Keiner fühlt sich zuständig

Einfangen oder umsiedeln dürfen Taviaglione und ihre Nachbarn die Äskulapnattern nicht, weil sie unter Naturschutz stehen. Die Bürger im Ulfenbachtal fühlen sich mit dem Problem allein gelassen und haben sich nun an den Bergsträßer Kreistag gewandt.

"Wir erwarten Hilfe, damit wir, wenn wir wieder so ein Tier in der Wohnung haben, Ansprechpartner haben, die dann auch kommen", sagt Taviaglione. In der Vergangenheit hätten sie sich an die Polizei, einen Zoo und an Naturschutzbehörden gewandt - und immer als Antwort erhalten, man sei nicht zuständig.

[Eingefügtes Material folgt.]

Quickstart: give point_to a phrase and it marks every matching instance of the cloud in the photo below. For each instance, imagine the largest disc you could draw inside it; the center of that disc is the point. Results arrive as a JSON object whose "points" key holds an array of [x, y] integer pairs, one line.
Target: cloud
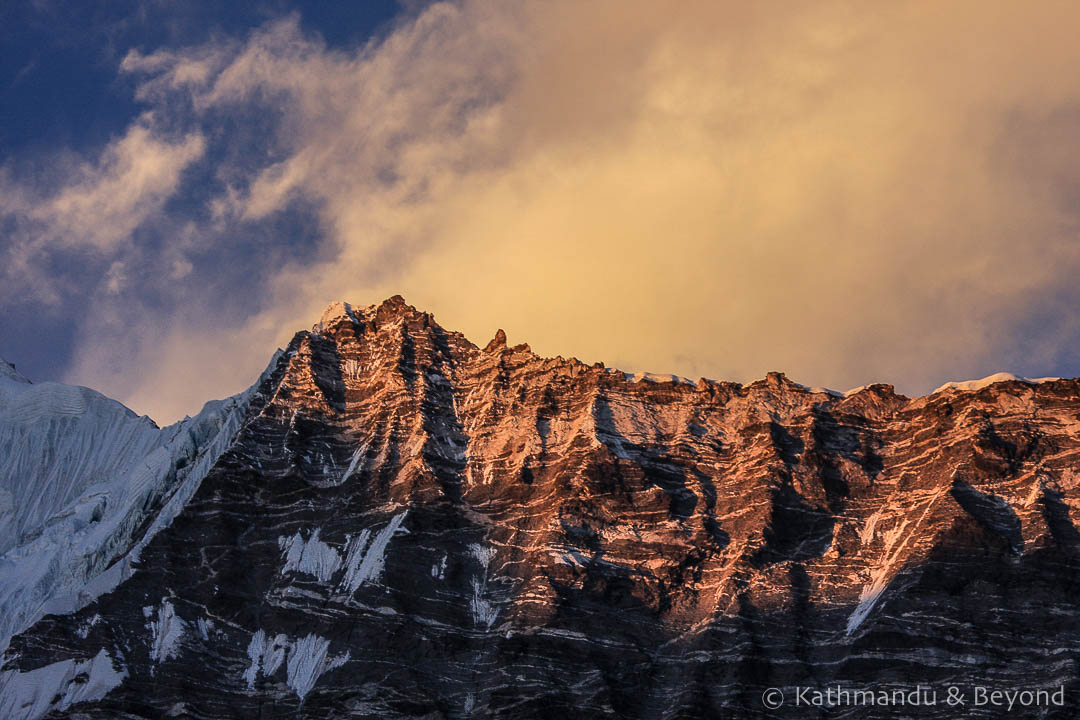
{"points": [[72, 206], [844, 192]]}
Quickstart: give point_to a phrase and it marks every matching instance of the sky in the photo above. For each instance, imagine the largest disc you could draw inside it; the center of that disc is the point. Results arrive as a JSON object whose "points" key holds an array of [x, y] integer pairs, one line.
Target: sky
{"points": [[847, 192]]}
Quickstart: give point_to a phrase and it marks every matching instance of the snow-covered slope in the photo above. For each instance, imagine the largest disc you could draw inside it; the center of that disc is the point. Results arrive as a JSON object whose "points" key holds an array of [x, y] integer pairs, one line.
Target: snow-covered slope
{"points": [[84, 484]]}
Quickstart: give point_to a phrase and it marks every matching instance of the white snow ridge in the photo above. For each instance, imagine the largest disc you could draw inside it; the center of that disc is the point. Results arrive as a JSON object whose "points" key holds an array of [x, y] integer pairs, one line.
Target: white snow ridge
{"points": [[98, 470]]}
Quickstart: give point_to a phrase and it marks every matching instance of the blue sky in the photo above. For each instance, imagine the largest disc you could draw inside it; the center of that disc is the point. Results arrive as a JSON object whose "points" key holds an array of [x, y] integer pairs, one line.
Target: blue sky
{"points": [[845, 193]]}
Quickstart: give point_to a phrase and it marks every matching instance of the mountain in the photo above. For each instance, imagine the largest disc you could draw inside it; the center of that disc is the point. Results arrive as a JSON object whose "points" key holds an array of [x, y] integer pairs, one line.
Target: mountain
{"points": [[394, 522]]}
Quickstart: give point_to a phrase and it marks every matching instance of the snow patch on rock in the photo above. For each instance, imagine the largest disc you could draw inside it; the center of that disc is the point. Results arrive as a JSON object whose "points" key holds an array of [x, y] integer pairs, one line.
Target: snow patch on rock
{"points": [[366, 565], [307, 660], [31, 694], [165, 633], [972, 385], [310, 556]]}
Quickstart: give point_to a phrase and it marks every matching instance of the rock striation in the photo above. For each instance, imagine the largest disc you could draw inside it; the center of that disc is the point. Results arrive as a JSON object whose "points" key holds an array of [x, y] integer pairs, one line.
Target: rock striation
{"points": [[403, 525]]}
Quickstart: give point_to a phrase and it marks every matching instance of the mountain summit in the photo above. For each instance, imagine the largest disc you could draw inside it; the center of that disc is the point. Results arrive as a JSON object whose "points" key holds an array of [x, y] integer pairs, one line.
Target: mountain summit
{"points": [[394, 522]]}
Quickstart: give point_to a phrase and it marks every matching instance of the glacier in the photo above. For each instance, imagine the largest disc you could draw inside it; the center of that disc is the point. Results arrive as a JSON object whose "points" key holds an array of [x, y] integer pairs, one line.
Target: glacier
{"points": [[85, 484]]}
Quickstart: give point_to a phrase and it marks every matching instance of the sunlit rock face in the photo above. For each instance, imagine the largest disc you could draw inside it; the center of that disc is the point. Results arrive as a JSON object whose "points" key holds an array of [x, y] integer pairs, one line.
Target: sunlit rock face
{"points": [[404, 525]]}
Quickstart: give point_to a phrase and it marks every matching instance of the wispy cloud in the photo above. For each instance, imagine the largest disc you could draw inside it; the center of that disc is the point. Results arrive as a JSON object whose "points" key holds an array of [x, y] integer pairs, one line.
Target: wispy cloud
{"points": [[844, 192]]}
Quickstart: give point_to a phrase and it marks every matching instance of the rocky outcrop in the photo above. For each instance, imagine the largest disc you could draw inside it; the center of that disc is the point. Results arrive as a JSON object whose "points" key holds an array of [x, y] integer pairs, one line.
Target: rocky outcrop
{"points": [[405, 525]]}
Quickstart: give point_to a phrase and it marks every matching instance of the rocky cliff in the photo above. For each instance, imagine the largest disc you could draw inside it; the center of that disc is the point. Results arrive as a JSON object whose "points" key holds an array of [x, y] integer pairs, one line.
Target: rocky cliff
{"points": [[404, 525]]}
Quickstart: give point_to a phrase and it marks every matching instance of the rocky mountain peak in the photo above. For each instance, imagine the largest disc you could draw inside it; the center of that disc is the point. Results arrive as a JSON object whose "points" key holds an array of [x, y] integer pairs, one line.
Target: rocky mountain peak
{"points": [[396, 504], [497, 343]]}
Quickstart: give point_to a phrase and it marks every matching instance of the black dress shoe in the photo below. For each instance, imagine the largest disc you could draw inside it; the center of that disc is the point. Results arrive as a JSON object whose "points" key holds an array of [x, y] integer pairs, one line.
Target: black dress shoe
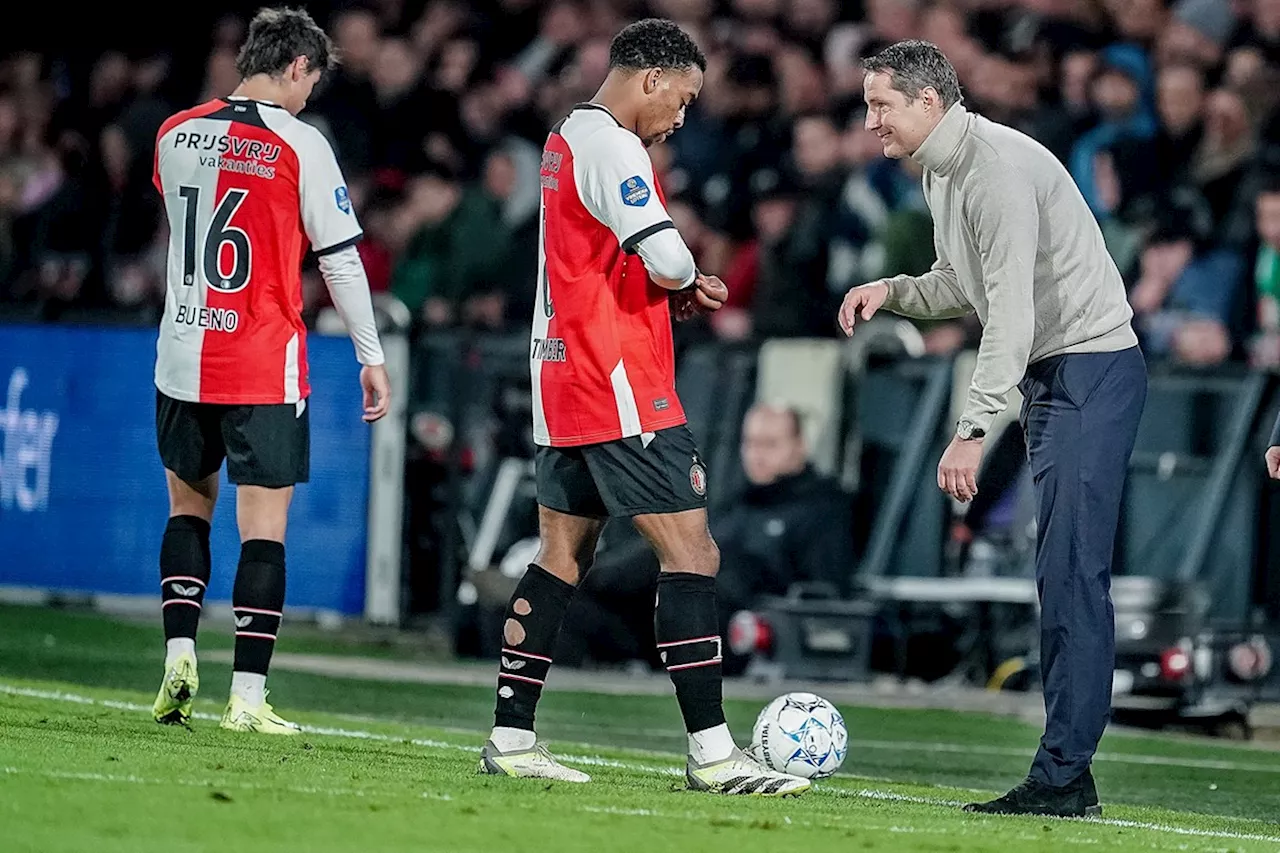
{"points": [[1075, 799]]}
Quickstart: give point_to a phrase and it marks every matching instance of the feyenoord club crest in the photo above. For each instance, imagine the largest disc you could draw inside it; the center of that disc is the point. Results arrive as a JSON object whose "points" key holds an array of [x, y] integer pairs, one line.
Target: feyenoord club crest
{"points": [[698, 479]]}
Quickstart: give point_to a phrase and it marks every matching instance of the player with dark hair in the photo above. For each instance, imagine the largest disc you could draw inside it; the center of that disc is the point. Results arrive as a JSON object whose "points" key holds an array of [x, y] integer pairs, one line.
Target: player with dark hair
{"points": [[609, 428], [247, 188]]}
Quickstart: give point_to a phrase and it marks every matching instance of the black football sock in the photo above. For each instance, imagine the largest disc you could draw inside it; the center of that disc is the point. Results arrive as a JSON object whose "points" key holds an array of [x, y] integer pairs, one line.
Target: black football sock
{"points": [[183, 574], [689, 643], [529, 632], [257, 601]]}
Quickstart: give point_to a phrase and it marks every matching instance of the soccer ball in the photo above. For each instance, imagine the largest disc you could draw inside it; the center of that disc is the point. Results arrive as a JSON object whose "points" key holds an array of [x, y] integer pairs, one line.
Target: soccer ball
{"points": [[800, 734]]}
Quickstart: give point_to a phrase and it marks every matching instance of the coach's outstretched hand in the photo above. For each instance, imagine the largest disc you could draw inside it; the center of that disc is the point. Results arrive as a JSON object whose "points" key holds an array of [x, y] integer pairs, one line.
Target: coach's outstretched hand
{"points": [[862, 301], [707, 295], [378, 391]]}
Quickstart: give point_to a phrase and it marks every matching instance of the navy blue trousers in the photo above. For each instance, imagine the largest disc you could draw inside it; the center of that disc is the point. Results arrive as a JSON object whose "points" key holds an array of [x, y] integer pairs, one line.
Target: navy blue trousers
{"points": [[1080, 415]]}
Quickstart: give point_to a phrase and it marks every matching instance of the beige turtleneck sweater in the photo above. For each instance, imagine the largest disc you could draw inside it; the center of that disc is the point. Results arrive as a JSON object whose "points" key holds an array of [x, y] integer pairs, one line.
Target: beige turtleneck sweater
{"points": [[1016, 243]]}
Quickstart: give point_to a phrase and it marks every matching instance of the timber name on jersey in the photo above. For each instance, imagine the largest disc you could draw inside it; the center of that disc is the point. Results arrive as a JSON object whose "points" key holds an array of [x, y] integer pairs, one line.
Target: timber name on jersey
{"points": [[247, 188], [602, 357]]}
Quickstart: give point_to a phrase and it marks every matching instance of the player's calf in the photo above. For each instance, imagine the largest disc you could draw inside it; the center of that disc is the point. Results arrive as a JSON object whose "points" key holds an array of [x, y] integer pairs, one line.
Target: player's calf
{"points": [[257, 602], [184, 568], [529, 633], [688, 632]]}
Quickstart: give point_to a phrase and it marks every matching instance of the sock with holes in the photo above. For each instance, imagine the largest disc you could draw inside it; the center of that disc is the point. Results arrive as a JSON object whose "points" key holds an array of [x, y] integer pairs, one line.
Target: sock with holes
{"points": [[183, 578], [534, 616], [689, 643], [257, 601]]}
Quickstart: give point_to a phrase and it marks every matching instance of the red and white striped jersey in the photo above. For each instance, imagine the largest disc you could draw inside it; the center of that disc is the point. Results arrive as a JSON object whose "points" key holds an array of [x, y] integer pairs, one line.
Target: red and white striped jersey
{"points": [[247, 188], [602, 357]]}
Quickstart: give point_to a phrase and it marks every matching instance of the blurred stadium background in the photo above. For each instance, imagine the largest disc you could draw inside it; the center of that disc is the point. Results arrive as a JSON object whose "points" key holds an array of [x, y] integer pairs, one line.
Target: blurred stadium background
{"points": [[412, 533]]}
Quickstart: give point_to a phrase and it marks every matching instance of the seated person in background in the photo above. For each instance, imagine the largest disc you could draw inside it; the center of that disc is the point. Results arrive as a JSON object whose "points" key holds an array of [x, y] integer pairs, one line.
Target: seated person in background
{"points": [[790, 524], [1185, 297], [1265, 346]]}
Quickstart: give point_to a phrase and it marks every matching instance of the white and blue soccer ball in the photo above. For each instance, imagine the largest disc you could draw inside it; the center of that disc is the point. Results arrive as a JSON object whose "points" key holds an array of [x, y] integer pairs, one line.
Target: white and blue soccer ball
{"points": [[800, 734]]}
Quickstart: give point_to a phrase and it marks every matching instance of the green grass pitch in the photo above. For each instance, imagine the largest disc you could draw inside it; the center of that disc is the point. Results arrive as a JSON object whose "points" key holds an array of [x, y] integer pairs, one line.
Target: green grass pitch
{"points": [[388, 766]]}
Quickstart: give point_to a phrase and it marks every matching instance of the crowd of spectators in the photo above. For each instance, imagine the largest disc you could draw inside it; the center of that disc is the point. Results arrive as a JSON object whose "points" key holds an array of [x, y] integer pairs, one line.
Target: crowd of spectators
{"points": [[1164, 113]]}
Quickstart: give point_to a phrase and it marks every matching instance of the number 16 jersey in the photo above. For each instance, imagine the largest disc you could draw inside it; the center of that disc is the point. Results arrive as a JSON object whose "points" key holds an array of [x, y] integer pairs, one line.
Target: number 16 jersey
{"points": [[247, 188]]}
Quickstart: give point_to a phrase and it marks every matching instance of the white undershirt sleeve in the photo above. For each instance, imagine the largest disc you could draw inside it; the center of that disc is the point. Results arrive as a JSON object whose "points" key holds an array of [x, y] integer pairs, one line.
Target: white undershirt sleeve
{"points": [[667, 258], [344, 276]]}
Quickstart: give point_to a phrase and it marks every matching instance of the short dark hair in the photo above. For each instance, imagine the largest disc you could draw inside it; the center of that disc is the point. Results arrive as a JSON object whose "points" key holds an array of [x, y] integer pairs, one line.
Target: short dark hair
{"points": [[279, 36], [656, 42], [915, 65]]}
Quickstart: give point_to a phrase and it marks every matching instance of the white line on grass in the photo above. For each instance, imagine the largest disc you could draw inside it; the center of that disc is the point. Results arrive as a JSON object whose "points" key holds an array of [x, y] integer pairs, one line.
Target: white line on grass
{"points": [[865, 793], [1106, 821], [922, 746], [1123, 758]]}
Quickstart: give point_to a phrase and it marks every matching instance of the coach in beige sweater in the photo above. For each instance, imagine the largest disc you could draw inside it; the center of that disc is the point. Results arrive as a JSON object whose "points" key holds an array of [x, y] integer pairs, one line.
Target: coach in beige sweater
{"points": [[1018, 245]]}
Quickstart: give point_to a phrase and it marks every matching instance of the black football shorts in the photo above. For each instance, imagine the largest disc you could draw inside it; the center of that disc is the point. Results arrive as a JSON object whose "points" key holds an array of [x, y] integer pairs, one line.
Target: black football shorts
{"points": [[650, 474], [265, 445]]}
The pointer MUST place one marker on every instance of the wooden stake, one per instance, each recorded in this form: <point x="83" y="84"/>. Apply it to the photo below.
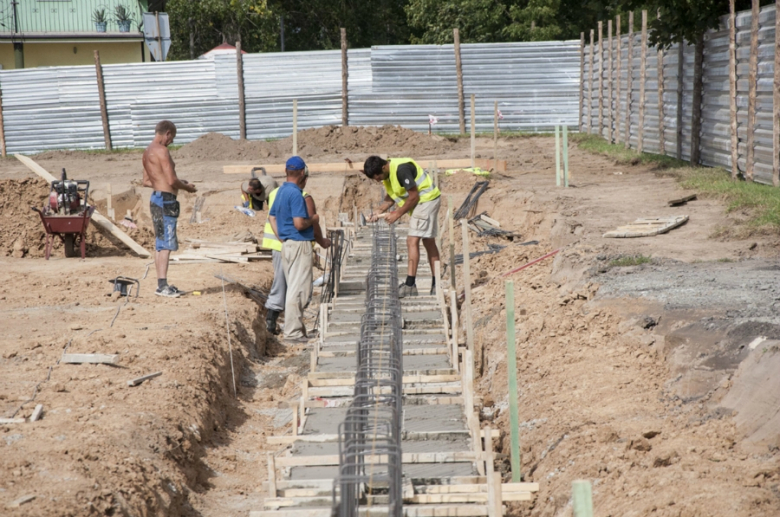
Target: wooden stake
<point x="590" y="88"/>
<point x="295" y="128"/>
<point x="511" y="368"/>
<point x="601" y="80"/>
<point x="581" y="126"/>
<point x="344" y="80"/>
<point x="495" y="130"/>
<point x="661" y="125"/>
<point x="629" y="76"/>
<point x="642" y="80"/>
<point x="103" y="106"/>
<point x="619" y="79"/>
<point x="459" y="73"/>
<point x="733" y="88"/>
<point x="680" y="81"/>
<point x="473" y="131"/>
<point x="775" y="104"/>
<point x="752" y="83"/>
<point x="582" y="499"/>
<point x="467" y="285"/>
<point x="609" y="82"/>
<point x="241" y="103"/>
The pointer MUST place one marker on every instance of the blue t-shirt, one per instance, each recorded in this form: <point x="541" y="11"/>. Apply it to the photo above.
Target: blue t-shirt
<point x="289" y="203"/>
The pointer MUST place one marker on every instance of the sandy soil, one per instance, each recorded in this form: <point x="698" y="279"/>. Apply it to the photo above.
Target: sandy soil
<point x="613" y="387"/>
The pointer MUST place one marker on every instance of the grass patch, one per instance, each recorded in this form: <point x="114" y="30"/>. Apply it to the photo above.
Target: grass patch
<point x="631" y="261"/>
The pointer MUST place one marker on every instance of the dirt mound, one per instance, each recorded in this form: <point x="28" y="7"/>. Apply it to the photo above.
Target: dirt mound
<point x="319" y="141"/>
<point x="21" y="231"/>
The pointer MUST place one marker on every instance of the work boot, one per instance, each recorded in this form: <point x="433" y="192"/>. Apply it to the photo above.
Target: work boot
<point x="270" y="322"/>
<point x="407" y="290"/>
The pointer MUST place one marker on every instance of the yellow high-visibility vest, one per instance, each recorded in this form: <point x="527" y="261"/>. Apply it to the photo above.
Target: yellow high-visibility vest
<point x="396" y="191"/>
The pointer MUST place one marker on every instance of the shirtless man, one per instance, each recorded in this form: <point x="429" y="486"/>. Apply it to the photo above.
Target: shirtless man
<point x="160" y="175"/>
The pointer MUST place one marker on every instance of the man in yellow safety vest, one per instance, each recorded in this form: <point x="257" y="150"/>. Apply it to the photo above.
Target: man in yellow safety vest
<point x="411" y="188"/>
<point x="276" y="298"/>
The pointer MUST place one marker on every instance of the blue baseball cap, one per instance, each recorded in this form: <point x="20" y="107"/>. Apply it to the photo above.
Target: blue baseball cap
<point x="295" y="163"/>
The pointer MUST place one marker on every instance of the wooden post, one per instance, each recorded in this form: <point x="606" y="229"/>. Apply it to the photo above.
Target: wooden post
<point x="344" y="80"/>
<point x="733" y="88"/>
<point x="601" y="79"/>
<point x="582" y="499"/>
<point x="590" y="88"/>
<point x="609" y="82"/>
<point x="467" y="286"/>
<point x="495" y="130"/>
<point x="642" y="79"/>
<point x="752" y="83"/>
<point x="582" y="78"/>
<point x="295" y="132"/>
<point x="473" y="132"/>
<point x="511" y="370"/>
<point x="775" y="104"/>
<point x="241" y="104"/>
<point x="680" y="80"/>
<point x="103" y="107"/>
<point x="661" y="125"/>
<point x="459" y="73"/>
<point x="619" y="79"/>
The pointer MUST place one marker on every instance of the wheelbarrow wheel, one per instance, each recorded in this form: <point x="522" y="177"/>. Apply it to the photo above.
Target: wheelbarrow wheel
<point x="70" y="245"/>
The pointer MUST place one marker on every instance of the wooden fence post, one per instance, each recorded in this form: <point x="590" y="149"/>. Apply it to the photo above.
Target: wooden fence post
<point x="642" y="79"/>
<point x="661" y="125"/>
<point x="344" y="80"/>
<point x="103" y="107"/>
<point x="241" y="104"/>
<point x="582" y="78"/>
<point x="590" y="88"/>
<point x="680" y="80"/>
<point x="601" y="79"/>
<point x="775" y="105"/>
<point x="733" y="89"/>
<point x="752" y="80"/>
<point x="629" y="78"/>
<point x="619" y="80"/>
<point x="459" y="73"/>
<point x="609" y="82"/>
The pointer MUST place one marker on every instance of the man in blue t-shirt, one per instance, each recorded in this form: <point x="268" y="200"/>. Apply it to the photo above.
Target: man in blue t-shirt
<point x="296" y="231"/>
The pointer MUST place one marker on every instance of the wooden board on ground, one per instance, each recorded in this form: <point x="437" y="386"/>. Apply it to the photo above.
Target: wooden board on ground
<point x="483" y="163"/>
<point x="647" y="227"/>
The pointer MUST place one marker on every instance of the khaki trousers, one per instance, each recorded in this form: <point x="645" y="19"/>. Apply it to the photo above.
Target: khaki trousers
<point x="297" y="260"/>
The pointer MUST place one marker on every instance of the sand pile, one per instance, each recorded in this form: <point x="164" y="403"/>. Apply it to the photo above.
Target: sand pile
<point x="393" y="140"/>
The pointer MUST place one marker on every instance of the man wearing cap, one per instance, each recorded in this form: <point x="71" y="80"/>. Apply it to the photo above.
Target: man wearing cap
<point x="411" y="188"/>
<point x="295" y="229"/>
<point x="276" y="298"/>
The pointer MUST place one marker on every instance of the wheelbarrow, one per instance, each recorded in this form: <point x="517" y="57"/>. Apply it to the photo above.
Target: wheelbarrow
<point x="71" y="230"/>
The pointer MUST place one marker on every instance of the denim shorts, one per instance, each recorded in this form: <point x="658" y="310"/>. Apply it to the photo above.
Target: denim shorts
<point x="165" y="213"/>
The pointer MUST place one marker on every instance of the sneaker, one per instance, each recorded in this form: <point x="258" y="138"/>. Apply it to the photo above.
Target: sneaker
<point x="406" y="290"/>
<point x="168" y="291"/>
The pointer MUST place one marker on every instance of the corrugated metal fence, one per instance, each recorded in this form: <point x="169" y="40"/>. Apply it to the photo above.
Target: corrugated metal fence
<point x="536" y="85"/>
<point x="715" y="133"/>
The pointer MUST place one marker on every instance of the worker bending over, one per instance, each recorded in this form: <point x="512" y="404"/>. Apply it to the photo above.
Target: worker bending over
<point x="295" y="229"/>
<point x="411" y="188"/>
<point x="276" y="298"/>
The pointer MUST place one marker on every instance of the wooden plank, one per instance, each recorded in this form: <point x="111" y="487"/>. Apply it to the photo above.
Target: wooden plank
<point x="750" y="159"/>
<point x="37" y="412"/>
<point x="102" y="98"/>
<point x="629" y="77"/>
<point x="90" y="359"/>
<point x="139" y="380"/>
<point x="101" y="222"/>
<point x="642" y="81"/>
<point x="241" y="103"/>
<point x="459" y="75"/>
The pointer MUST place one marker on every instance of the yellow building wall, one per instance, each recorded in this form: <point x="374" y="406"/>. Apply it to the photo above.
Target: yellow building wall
<point x="73" y="53"/>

Umweltdezernent will Schlangenbeauftragten finden

Der Umweltdezernent des Kreises Bergstraße, Karsten Krug, will nun nach einer Lösung suchen, die ein friedliches Zusammenleben von Menschen und Schlangen ermöglicht. Zunächst hat er eine Informationsveranstaltung für die Bürger angekündigt. Langfristig will Krug einen Schlangenbeauftragten für die Bergstraße finden. Der soll den Bürgern zur Seite stehen, wenn sich diese wieder von ihren kriechenden Mitbewohnern bedrängt fühlen.